But the recording cut off before he finished. He also wasn’t online anymore.
That was it, no follow up video to expand on what he’d meant to say before it cut out.
I mulled the message and replayed it a few more times, but I didn’t know what to say to him. “Give me your heavy things”? To what end? I’d played out that conversation to its logical conclusion where one or both of us upended our lives to gamble on a relationship that didn’t have a deep enough foundation to support the emotional kind of weight Jack was hinting at.
And honestly, that was all on him. He wanted us to keep it at a level where we didn’t dig too deep in the way you have to when you’re building a strong foundation.
Also, if I made one more stupid building analogy, I was going to find the tallest one in San Francisco and push myself off it. Enough, already. Enough.
I set down my phone again. I would not be reading management articles. I would not be crossing anything off my to-do list. I would have to buy Hailey more coffee instead. She had a lot of chasing after me ahead of her because the second I slowed down, I would dwell on Jack. And I didn’t want to do that anymore.
At work, there were two types of inefficiency: the kind that came from not working smart and the kind that happened when you didn’t work at all. And when I got caught up too much in worrying about Jack, I got nothing done.
That wasn’t me. That wasn’t okay. And that wasn’t going to happen anymore.
I attacked work again, examining any sections of my schedule that looked like they were unstructured enough to give me time to brood. Or sulk. Or whatever happened when I thought too hard about Jack. Then I stuffed them full of more work.
My new task list was a meditation, like the lists I made in my head at night to force out all the intrusive thoughts that tried to keep me awake. I’d done it for years, growing each list until I could get all the way from A to Z in a category before moving on to a new list. When I was trying to name a vegetable for every letter of the alphabet, I got too hung up on H to focus on any stress trying to creep into my brain and wake it back up.
When I had a solid week structured that allowed no head space for Jack, I poked my head out of my office door and smiled at Hailey. “I’ll stop doing your work.”
“Yeah, right.” She held out her hand. “Should I go load myself up at the café now?”
I shook my head. “I mean it. I figured out a schedule for me that involves doing none of your work.”
She clasped her hands and mouthed a “thank you” to the ceiling like we were in the cathedral of Our Lady of Administrative Assistant Sorrows.
It was a good first step toward imposing order on my emotional chaos. Of course, it didn’t solve the problem of what to do when Jack intruded on my thoughts during non-work hours. I set up a strict policy of only checking my phone once an hour for alerts and removed all my social media apps until I could break the habit of checking his feeds.
Unfortunately, my mind still wandered his direction during any of my unstructured time and the urge to break all my protocols would grow stronger.
Is this what addicts felt like?
No, that was stupid. As best as I could understand, real addiction was a painful, debilitating illness. Trying not to think about Jack was more like…
Oh.

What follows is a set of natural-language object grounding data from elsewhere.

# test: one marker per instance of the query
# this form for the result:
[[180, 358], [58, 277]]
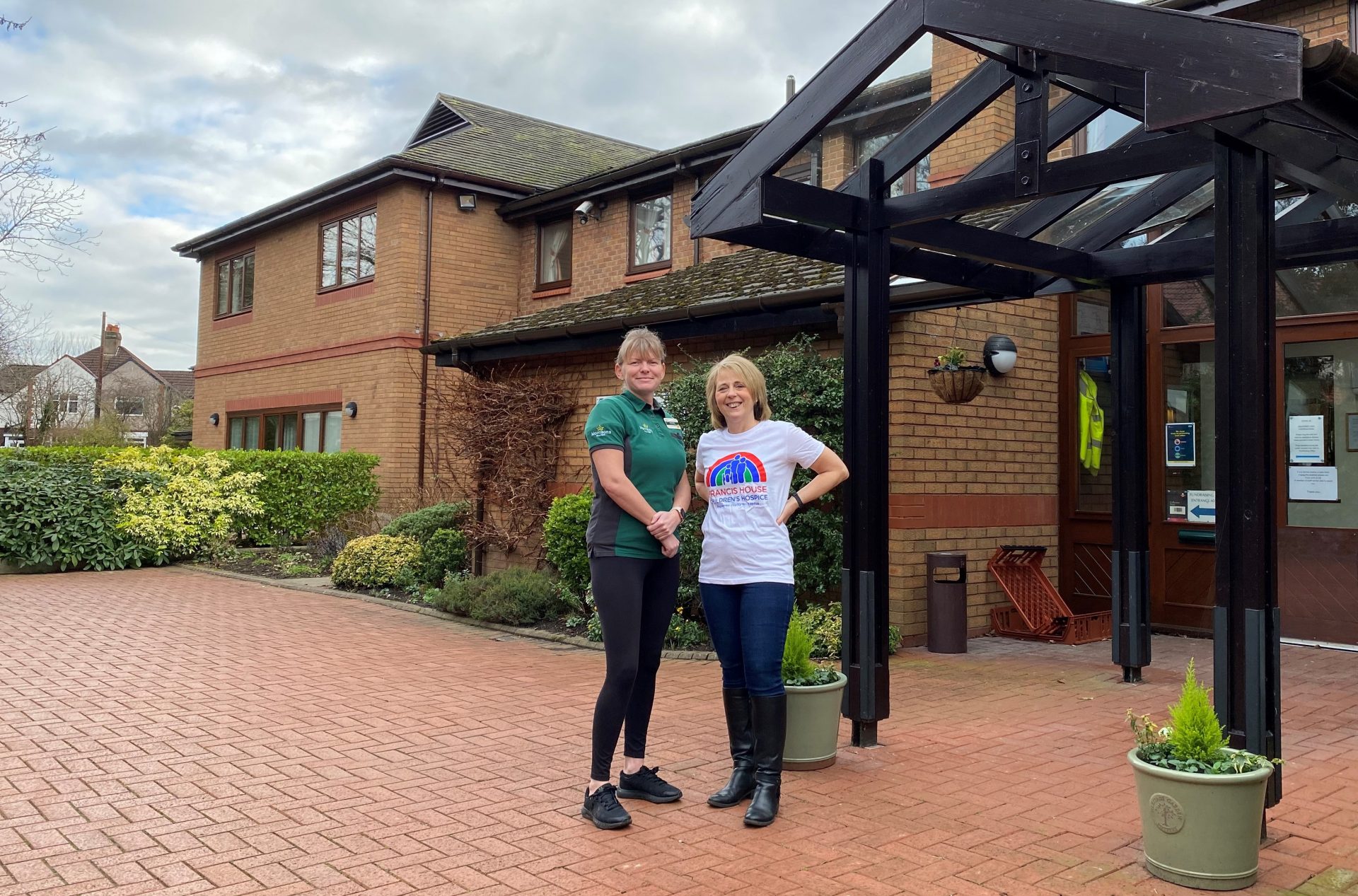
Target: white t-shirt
[[748, 479]]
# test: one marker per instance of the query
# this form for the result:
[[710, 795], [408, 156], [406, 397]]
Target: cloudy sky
[[177, 117]]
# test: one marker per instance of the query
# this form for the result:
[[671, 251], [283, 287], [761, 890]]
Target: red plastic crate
[[1038, 612]]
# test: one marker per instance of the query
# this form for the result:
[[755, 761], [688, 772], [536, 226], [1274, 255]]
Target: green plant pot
[[1201, 831], [813, 726]]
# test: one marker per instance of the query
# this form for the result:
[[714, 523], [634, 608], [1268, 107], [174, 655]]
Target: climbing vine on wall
[[499, 441]]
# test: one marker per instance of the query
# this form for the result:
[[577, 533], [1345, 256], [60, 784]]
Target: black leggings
[[636, 599]]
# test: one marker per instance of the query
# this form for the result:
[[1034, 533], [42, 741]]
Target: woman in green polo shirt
[[640, 497]]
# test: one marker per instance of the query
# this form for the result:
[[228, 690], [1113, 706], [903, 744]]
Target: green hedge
[[422, 524], [66, 516], [302, 490], [63, 506]]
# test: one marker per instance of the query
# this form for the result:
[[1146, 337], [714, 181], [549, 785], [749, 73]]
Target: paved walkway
[[171, 732]]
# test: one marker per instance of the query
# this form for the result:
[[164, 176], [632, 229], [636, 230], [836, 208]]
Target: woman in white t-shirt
[[745, 473]]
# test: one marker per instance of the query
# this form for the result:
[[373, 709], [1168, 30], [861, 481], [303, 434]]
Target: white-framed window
[[651, 234], [349, 250]]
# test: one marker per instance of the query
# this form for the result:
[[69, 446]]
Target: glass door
[[1183, 488]]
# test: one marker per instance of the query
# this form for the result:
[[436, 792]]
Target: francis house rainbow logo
[[738, 478]]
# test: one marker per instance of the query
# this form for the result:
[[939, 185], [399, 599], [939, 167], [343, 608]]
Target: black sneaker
[[646, 785], [602, 808]]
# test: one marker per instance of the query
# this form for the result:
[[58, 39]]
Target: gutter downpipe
[[424, 338]]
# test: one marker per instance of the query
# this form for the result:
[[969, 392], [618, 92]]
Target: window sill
[[341, 293], [645, 274], [226, 322]]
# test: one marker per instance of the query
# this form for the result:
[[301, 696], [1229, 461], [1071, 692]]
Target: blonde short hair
[[640, 342], [747, 373]]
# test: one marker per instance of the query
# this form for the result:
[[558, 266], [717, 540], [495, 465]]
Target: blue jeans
[[748, 625]]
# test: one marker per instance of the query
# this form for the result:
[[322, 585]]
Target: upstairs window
[[125, 406], [236, 284], [651, 231], [1104, 131], [555, 254], [913, 181], [349, 250]]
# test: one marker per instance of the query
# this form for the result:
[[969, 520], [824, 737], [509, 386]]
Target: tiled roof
[[745, 274], [181, 382], [90, 360], [511, 149]]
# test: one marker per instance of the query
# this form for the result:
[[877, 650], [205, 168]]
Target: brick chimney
[[112, 339]]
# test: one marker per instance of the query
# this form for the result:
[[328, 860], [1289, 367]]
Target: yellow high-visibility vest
[[1091, 424]]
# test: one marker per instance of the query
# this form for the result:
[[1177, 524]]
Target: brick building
[[542, 258]]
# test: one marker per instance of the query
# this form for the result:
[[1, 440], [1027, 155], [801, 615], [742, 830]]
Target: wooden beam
[[1250, 67], [1299, 245], [936, 124], [997, 248], [807, 113], [808, 204], [1318, 159], [1159, 155]]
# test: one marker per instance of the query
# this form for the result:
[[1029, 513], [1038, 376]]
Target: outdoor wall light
[[1000, 355]]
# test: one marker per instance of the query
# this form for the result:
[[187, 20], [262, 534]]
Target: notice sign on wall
[[1307, 439], [1202, 507], [1180, 444], [1312, 484]]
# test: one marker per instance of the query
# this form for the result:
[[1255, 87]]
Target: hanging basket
[[961, 386]]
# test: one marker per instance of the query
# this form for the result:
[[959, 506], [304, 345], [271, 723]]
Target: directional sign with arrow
[[1202, 507]]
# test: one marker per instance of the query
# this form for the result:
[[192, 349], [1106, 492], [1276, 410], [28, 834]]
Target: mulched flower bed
[[294, 562]]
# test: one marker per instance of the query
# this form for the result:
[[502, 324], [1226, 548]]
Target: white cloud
[[178, 117]]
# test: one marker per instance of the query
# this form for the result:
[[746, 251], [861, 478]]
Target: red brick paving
[[171, 732]]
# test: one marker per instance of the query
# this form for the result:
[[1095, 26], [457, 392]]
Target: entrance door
[[1183, 489]]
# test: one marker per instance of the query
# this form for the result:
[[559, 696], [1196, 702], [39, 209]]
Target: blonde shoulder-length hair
[[745, 371]]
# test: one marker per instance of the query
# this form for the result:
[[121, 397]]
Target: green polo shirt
[[654, 459]]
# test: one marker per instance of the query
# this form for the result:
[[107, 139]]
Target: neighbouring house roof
[[16, 376], [907, 88], [746, 274], [181, 382], [90, 361], [501, 146], [530, 162]]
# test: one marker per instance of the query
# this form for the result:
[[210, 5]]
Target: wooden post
[[1246, 618]]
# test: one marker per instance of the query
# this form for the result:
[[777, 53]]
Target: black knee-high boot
[[736, 702], [769, 718]]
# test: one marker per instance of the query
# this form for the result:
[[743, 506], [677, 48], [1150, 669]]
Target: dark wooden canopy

It was exactly like the time when I’d gone to my friend’s church camp when we were thirteen, and I got poison oak on my leg. The camp nurse told me not to scratch because it would make it worse, but in the endless hours between midnight and dawn, nothing could have convinced me that scratching wasn’t exactly the cure I needed. So I scratched. And ended up spreading it over more of myself.

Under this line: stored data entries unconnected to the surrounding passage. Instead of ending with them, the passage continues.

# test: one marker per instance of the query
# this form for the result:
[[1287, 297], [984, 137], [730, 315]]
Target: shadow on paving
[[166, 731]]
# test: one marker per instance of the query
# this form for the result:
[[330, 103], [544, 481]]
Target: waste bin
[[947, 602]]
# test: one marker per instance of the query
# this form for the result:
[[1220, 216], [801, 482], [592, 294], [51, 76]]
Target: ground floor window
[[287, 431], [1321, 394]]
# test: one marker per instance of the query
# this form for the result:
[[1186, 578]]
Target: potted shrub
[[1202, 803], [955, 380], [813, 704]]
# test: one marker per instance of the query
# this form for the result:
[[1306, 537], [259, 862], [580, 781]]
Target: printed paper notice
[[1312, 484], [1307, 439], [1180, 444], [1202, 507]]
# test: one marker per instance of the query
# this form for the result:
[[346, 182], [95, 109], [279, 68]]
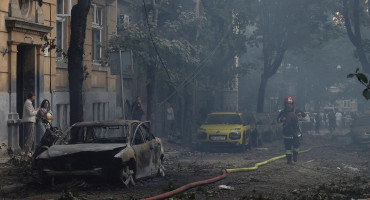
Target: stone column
[[13, 116]]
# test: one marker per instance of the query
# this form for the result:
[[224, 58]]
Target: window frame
[[97, 26]]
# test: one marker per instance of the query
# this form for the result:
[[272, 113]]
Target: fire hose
[[188, 186], [224, 174]]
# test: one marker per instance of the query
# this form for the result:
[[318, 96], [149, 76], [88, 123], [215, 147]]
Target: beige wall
[[99, 76]]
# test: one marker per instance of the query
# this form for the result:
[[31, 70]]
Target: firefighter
[[291, 132]]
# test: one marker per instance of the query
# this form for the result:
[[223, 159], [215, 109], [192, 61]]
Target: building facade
[[34, 39]]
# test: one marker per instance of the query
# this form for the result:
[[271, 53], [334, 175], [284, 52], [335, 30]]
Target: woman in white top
[[44, 119]]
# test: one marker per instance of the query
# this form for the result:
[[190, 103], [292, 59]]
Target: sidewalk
[[336, 132]]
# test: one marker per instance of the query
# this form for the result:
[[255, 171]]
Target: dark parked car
[[121, 150]]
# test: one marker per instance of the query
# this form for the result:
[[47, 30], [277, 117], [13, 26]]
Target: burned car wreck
[[119, 150]]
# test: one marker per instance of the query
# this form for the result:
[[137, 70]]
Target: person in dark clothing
[[137, 109], [291, 133], [332, 122], [317, 123]]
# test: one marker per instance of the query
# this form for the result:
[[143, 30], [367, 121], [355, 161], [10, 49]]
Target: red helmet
[[288, 100]]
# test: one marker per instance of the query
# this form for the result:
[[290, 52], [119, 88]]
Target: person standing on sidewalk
[[137, 109], [29, 120], [170, 121], [291, 133]]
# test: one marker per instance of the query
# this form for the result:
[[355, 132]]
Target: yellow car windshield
[[223, 119]]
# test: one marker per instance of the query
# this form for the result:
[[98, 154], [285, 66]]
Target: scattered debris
[[225, 187], [351, 168]]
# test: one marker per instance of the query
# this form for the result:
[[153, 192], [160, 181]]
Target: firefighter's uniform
[[291, 132]]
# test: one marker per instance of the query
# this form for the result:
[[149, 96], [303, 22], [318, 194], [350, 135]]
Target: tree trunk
[[150, 83], [261, 93], [75, 57], [355, 36]]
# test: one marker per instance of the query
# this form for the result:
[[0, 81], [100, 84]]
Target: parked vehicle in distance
[[226, 128], [122, 150], [360, 129]]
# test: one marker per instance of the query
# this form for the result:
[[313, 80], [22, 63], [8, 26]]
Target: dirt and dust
[[330, 170]]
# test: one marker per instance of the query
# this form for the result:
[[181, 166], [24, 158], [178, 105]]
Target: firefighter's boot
[[295, 156], [289, 159]]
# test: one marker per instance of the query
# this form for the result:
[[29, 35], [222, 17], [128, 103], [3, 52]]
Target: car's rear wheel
[[127, 176], [161, 168]]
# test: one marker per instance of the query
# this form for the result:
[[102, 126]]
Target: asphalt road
[[333, 169]]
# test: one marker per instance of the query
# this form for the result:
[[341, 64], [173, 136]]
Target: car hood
[[221, 126], [62, 150]]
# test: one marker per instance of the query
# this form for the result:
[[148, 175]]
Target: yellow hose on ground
[[261, 163]]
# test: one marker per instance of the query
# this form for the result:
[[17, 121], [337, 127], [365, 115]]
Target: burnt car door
[[143, 152], [154, 147]]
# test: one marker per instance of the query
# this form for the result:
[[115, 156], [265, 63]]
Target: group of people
[[41, 117]]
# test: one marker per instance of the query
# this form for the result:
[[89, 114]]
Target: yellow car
[[225, 128]]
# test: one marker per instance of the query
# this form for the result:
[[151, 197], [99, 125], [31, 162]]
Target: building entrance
[[26, 79]]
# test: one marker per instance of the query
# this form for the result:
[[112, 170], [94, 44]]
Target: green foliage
[[362, 78], [192, 45]]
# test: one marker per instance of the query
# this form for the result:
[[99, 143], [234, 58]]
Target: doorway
[[26, 79]]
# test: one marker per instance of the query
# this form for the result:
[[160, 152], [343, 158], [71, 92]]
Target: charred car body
[[121, 150]]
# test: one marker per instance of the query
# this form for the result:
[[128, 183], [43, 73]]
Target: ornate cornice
[[19, 25]]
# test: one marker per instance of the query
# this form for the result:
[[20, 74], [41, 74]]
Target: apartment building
[[34, 37]]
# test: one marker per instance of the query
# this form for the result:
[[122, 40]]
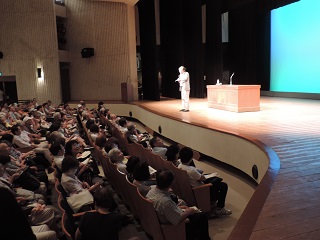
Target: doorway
[[9, 87]]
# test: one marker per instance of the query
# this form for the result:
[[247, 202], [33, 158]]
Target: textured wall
[[28, 40], [108, 28]]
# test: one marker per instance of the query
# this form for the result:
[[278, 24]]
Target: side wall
[[28, 41], [109, 28]]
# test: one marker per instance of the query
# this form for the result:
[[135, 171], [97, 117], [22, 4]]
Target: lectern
[[235, 98], [126, 92]]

Jack was emotional poison oak. It wouldn’t kill me, but this situation would only make me more miserable the more I poked at it. That meant drowning out the itch when I wasn’t at work too.

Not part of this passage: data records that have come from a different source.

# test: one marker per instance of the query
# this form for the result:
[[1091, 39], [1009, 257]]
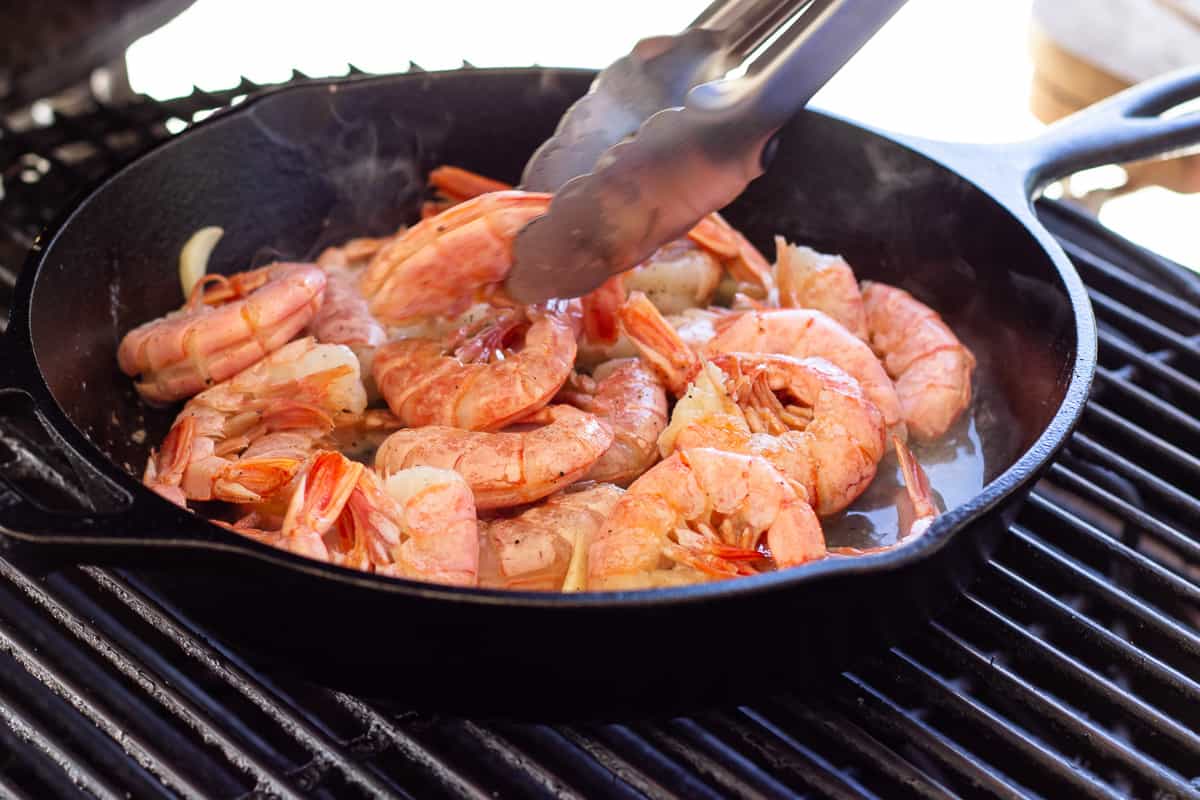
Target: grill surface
[[1069, 669]]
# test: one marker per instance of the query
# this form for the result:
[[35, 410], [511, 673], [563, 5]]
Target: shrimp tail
[[600, 308], [165, 468], [658, 342], [253, 480], [916, 483], [319, 500]]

If I found myself wondering what Jack was doing at the same moment, I spent time cleaning out old messages in my email folders. By the fourth day, I was already digging back to 2014. And that was after filtering thousands of emails. Based on how often I had to distract myself, biologists could conclude that wondering what Jack was doing was a reflex as instinctive as breathing.
If I caught myself reaching for the phone to see what he’d posted on Twitter, I immediately picked a spot in the house to reorganize instead, which is what Ranée found me doing on Friday afternoon when she walked in from work and called hello.
“Hi.” I had my head inside one of our lower cupboards while I hunted for a container lid.
“What are you doing?” she asked.
I stayed in the cupboard, still sifting through the plastic in the farthest reaches of it, but I waved my other hand behind me, brandishing a medium sized round plastic container. “I’m solving the Tupperware problem.”
“We have a problem?”
“Yes. We have almost twice as many lids as containers and somehow only half of them still fit. I’m purging. We’re going to get on top of this thing once and for all.”
“Wow. I feel so safe with a hero like you policing the cabinets of San Francisco.”
I backed out and turned to face her, settling with my back against the cupboard and a pile of plastic in different colors and sizes in front of me. I rummaged through it. “You laugh, but you have no idea how satisfying this is.” I plucked one of the lids out and snapped it on the container in my hand. “Look. Chaos,” I pointed at the pile, “and order.” I waved the newly sealed container at her.
She pointed from the pile—“Sad,” to me. “Sadder.”